But broader diversified market measures fell. The Standard & Poor's 500 index gave up 1.34 points, or 0.11 percent, to 1,180.18. And the Wilshire 5000 index fell 18.07 points, or 0.16 percent, to 10,944.49.
Further illustrating the market's negative tone, declining issues outnumber gainers by 11 to eight on the Nasdaq and by 17 to 13 on the New York Stock Exchange.
"I don't think there is much rhyme or reason" for late-session gains, said Peter Coolidge, senior equity trader at Brean Murray & Co. "Apparently the market just got to a level where buyers are coming in. We are just making up part of the losses from yesterday at this point, so there is nothing to get excited about."
The Microsoft Factor
Gains in Microsoft Corp. shares helped both the Dow and Nasdaq. The stock rose $2.02, or 3.13 percent, to $66.50 after it said it is changing how it licenses its Windows operating system to computer makers, allowing them to remove its Web browser and make other changes.
The move was in response to a ruling last month by a U.S. appeals court that upheld a finding that Microsoft held a monopoly in PC operating systems and that some of its licensing practices were illegal, Microsoft said.
But bears were encouraged by disappointing confessions from yet more companies. This time it was Comverse Technology Inc. , among others.
Telecommunications software maker Comverse said it expects earnings for the fiscal year 2002 to be about 23 percent below analysts' expectations as its customers delay purchases in light of the poor economic climate. Comverse also said earnings for its quarter ended July 31 will be as much as a third below expectations.
Comverse shares tumbled 33 percent, or $13.07, to $25.95.
Compaq Computer Corp. , the No. 2 personal computer maker, gained 69 cents to $14.45 even after it lowered its second-quarter forecast on the back of an industry slowdown and increased job cuts.
Analysts said they hope aggressive cost-cutting programs, such as slashing jobs, will let Compaq improve its bottom line in terms of earnings per share.
DoubleClick Inc. fell $2.04 to $9.98 after the No. 1 online ad company said its loss widened within Wall Street's lowered expectations, but revenues would trail forecasts.
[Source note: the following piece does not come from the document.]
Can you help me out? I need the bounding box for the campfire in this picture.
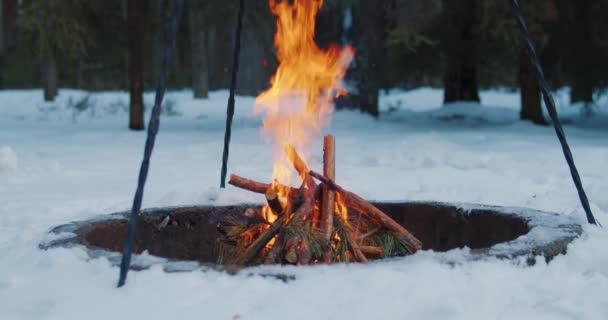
[218,0,421,265]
It gave few signs of optimism as it still contends with a decline in ad spending.
AOL Time Warner Inc. lost $1.91 to $48.27 on the New York Stock Exchange. Online advertiser L90 Inc. fell 15 cents to $2.28, and 24/7 Media slipped 1 cent to 22 cents.
Pepsi Bottling Group Inc. provided a bright spot when the largest bottler of PepsiCo Inc. soft drinks said profits climbed, citing growth in bottled water and new PepsiCo products. Shares gained $1.68 to $43.71.
Polaroid Corp. lost 80 cents to $1.90. The camera and film maker said it was optimistic about talks with its banks over looming loan deadlines, but its stock tumbled more than 34 percent amid concerns the company may be on the brink of bankruptcy.
Motorola dropped 44 cents to $15.06, while Yahoo lost $1.26 to $16.57 before their profit reports, which are expected after the bell.